Alabama Gov. Kay Ivey is set to sign legislation that would enable taxpayer-funded adoption agencies to deny placement to LGBT families out of religious objections.
The legislation, known as House Bill 24, is titled the “Child Placing Agency Inclusion Act,” but instead of encouraging child placement would permit agencies to deny placement of children into LGBT households. The bill was approved by the Senate on Wednesday by a 23-9 vote and by the House in March by a 60-14 vote.
Eileen Jones, an Ivey spokesperson, told the Washington Blade her boss “plans to sign it pending a legal review.”
The stated purpose of the bill is to “prohibit the state from discriminating against child placing agencies” if declining to place a child with a family “conflicts with the religious beliefs of the provider.” That would enable child placement agencies, which often are religious-affiliated groups, such as Catholic adoption agencies, to deny placement in LGBT families.
Under the bill, the state would be barred from refusing a license or license renewal to a child placement agency that has denied placement into families out of religious beliefs.
Rep. Rich Wingo (R-Tuscaloosa), the sponsor of the bill, was quoted in AL.com in February as saying the measure is necessary to uphold “religious freedom.”
“This bill is not about prohibiting gay and lesbian couples from adopting or fostering a child,” Wingo is quoted as saying. “It’s about protecting and not discriminating against faith-based agencies that, due to their religious beliefs, could have their right to choose where to place a child taken away from them.”
Many child placement agencies are faith-based organizations, such as Catholic adoption agencies, but the new law makes no distinction between agencies that are religious or otherwise affiliated. However, the bill wouldn’t apply to agencies that receive federal funding.

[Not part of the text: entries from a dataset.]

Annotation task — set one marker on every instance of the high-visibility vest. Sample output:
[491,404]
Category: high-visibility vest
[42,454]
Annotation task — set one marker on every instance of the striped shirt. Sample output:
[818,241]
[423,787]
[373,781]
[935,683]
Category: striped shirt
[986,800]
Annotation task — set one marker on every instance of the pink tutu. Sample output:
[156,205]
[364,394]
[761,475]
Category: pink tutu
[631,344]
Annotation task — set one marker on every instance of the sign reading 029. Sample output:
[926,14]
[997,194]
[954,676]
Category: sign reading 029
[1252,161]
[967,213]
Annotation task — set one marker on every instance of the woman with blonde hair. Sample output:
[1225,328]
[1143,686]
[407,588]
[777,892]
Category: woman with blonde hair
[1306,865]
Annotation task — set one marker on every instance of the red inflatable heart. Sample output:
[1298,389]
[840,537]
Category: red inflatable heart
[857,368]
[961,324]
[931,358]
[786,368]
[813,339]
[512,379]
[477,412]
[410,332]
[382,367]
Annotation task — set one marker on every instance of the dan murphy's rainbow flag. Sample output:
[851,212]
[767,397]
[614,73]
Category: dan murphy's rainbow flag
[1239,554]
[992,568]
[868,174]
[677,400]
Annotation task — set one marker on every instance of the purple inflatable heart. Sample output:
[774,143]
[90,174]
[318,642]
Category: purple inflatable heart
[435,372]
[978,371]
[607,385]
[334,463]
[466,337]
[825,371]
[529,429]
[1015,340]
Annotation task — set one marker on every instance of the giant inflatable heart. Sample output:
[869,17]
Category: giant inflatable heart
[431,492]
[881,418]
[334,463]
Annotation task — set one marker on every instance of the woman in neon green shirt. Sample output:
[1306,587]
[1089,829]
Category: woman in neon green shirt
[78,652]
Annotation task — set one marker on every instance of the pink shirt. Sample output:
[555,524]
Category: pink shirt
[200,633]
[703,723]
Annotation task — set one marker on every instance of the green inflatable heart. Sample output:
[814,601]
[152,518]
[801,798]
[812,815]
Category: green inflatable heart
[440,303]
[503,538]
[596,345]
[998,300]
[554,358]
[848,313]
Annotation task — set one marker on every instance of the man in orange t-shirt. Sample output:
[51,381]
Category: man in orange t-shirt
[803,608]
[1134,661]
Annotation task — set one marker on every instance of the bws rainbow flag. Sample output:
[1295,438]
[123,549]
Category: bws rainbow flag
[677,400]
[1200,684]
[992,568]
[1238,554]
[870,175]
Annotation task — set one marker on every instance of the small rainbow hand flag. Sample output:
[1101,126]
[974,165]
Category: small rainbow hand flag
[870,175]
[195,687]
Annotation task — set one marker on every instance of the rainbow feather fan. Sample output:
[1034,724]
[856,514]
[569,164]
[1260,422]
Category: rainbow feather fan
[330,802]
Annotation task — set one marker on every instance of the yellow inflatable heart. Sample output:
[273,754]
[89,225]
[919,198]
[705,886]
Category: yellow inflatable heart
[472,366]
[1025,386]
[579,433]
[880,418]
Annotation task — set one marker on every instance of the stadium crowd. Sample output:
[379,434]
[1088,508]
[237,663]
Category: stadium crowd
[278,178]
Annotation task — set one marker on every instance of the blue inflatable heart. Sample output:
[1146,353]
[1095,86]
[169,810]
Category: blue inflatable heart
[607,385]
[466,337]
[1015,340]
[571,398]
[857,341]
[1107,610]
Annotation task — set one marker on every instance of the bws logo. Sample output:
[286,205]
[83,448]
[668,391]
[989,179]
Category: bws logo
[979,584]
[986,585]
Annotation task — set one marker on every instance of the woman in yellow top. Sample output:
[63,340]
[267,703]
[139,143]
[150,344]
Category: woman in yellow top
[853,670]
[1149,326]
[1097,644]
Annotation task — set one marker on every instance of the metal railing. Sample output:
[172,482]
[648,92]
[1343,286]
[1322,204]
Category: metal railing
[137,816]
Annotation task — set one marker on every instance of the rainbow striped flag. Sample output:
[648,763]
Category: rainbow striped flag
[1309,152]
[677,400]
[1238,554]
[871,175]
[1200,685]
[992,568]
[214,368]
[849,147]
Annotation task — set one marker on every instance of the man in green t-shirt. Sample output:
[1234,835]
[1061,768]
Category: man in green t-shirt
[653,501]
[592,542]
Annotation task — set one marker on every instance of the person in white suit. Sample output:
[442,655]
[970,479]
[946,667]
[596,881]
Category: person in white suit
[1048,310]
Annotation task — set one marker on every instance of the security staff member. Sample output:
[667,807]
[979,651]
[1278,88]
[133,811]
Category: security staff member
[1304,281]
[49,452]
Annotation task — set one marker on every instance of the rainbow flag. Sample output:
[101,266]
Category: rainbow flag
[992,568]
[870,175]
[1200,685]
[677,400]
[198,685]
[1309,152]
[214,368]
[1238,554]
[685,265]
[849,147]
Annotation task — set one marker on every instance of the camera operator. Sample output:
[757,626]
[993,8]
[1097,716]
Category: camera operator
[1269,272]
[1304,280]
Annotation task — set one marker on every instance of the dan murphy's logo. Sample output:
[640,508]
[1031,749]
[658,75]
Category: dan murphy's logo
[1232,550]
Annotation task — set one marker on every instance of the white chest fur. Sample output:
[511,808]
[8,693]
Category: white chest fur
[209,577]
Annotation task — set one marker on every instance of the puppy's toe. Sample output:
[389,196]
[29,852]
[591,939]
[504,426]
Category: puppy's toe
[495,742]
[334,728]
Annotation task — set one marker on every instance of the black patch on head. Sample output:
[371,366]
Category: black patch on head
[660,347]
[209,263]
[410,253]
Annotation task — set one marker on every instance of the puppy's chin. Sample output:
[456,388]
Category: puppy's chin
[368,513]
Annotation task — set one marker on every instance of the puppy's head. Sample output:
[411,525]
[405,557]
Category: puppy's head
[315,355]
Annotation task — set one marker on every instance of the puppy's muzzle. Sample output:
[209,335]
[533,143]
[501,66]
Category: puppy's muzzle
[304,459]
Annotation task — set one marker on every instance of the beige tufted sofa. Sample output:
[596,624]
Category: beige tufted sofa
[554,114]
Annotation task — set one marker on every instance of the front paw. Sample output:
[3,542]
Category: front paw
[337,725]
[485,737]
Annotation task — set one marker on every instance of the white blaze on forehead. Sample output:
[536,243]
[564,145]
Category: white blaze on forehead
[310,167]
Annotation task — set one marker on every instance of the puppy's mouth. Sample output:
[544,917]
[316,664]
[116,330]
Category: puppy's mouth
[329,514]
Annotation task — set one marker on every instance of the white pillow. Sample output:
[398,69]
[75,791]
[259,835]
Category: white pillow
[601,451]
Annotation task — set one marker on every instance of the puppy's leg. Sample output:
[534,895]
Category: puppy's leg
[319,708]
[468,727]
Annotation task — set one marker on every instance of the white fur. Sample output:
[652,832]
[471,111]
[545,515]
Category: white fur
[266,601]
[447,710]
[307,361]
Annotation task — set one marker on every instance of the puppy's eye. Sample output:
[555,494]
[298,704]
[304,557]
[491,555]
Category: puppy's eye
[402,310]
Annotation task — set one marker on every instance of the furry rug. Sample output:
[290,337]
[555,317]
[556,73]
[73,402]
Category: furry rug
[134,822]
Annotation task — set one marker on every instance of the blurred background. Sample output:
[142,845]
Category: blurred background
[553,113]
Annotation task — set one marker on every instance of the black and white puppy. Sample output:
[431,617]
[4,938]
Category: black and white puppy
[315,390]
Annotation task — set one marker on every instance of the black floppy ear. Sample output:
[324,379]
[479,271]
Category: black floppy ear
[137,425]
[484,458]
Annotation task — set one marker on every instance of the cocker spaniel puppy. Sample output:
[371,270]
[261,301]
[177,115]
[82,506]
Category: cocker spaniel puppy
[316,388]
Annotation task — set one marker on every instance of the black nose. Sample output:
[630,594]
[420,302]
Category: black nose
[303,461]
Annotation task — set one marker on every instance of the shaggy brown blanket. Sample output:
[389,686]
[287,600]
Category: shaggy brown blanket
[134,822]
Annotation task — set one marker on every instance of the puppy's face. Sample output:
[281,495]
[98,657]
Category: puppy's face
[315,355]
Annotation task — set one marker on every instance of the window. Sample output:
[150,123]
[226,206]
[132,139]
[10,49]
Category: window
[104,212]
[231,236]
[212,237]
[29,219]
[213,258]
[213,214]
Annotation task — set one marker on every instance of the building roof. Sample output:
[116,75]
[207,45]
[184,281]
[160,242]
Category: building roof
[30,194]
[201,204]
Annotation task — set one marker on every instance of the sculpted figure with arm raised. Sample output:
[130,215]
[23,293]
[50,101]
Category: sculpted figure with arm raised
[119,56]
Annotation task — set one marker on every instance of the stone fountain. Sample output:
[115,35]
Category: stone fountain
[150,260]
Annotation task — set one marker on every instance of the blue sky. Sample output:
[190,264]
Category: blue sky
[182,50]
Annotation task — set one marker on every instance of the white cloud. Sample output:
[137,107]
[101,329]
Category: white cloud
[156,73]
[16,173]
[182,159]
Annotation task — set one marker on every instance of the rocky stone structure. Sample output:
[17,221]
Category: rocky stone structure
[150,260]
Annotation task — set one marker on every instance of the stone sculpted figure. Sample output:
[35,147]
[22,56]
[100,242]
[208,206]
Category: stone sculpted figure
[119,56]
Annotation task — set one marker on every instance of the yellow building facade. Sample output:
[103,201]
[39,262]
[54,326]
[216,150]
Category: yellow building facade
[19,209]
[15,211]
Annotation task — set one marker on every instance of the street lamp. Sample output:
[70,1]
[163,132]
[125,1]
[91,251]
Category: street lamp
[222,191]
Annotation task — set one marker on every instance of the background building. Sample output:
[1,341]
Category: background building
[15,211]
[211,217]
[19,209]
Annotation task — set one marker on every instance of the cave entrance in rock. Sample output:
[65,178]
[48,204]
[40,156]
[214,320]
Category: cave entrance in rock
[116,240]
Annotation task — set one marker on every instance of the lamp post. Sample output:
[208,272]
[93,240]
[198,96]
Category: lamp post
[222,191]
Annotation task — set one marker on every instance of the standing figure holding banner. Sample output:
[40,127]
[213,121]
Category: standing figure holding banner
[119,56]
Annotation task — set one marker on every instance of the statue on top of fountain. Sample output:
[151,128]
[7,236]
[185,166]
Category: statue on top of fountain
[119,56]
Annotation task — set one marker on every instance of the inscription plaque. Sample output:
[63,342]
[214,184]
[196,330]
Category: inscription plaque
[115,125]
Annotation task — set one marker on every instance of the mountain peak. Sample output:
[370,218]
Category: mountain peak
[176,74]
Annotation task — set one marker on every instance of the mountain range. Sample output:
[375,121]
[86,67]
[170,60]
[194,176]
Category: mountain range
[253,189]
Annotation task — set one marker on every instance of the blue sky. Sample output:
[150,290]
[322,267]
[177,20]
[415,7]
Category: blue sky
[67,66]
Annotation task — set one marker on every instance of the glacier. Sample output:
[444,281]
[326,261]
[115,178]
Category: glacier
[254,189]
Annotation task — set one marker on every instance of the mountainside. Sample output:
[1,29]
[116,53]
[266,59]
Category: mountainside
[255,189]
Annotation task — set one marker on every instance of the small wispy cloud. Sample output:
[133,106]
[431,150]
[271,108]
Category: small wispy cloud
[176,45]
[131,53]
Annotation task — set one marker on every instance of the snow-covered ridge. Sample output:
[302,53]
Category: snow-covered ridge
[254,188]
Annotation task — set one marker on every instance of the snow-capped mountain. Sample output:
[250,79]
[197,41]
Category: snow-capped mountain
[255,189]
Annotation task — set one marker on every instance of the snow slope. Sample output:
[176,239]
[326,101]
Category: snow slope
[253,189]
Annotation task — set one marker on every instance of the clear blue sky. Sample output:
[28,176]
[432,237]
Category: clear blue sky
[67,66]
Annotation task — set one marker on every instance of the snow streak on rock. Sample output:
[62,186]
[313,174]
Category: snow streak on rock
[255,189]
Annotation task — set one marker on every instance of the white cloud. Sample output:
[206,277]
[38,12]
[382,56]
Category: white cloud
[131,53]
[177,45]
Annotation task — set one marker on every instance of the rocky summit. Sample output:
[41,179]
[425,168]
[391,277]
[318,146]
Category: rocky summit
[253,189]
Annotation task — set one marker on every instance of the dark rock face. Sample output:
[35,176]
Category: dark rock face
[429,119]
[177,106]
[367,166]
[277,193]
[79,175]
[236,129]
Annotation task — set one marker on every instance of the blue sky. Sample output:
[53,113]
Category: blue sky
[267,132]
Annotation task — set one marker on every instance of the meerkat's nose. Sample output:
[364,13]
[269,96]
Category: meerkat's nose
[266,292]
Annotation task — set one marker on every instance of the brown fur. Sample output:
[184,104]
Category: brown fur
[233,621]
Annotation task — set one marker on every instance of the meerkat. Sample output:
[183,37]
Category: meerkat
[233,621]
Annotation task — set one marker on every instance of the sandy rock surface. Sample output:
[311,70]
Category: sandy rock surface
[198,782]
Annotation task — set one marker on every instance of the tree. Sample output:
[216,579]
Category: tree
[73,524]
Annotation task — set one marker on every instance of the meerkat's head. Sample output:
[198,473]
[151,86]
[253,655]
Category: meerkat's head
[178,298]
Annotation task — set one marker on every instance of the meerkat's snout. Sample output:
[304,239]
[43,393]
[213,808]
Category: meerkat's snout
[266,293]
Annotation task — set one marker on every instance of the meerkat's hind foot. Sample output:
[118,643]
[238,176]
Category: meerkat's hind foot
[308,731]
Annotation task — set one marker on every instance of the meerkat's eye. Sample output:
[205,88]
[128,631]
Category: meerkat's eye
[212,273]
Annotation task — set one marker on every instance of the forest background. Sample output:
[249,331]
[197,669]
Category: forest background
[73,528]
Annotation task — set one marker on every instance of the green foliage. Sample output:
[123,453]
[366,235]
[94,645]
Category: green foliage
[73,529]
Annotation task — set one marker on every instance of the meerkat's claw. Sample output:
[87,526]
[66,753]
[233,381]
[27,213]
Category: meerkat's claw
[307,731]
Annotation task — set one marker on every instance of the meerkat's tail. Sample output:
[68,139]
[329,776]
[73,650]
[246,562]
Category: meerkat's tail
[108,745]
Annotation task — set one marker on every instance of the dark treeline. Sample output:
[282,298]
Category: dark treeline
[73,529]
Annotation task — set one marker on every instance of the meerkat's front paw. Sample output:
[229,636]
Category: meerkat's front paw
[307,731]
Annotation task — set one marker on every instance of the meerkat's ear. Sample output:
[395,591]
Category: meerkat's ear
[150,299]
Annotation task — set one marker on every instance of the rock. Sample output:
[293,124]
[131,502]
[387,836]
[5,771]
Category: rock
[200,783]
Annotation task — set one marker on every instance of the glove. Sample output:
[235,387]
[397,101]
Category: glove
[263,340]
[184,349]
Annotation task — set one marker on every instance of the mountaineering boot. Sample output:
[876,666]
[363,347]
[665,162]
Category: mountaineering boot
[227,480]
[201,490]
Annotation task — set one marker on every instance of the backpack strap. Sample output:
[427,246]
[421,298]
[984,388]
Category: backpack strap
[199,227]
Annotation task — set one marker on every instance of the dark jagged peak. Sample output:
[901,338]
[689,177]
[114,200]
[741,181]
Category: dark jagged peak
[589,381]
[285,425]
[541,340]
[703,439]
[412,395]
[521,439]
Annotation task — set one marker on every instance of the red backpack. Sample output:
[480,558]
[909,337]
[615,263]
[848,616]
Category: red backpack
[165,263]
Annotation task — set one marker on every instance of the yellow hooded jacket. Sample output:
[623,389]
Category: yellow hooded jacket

Other states with laws allowing adoption agencies to deny placement to LGBT households are Michigan, South Dakota, North Dakota and Virginia. South Dakota Gov. Dennis Daugaard signed the anti-LGBT adoption law in his state in March, marking the first time this year an anti-LGBT measure became law.
Eva Kendrick, the Human Rights Campaign’s Alabama state director, called on Ivey to reject the legislation, saying is HB24 “discrimination dressed up as a ‘solution’ to a fake problem.”
“It creates an unnecessary hardship for potential LGBTQ adoptive or foster parents in Alabama and primarily harms the children looking for a loving home,” Kendrick added. “It’s unfortunate that leaders continue to push this bill, even as child welfare organizations, faith leaders and fair-minded Alabamians are standing up and calling this bill out for what it is: Discrimination. We now ask Gov. Kay Ivey to not sign into law this harmful bill.”
Ivey must sign or veto legislation within six days of transmittal (excluding Sunday), or the measure becomes law without her signature.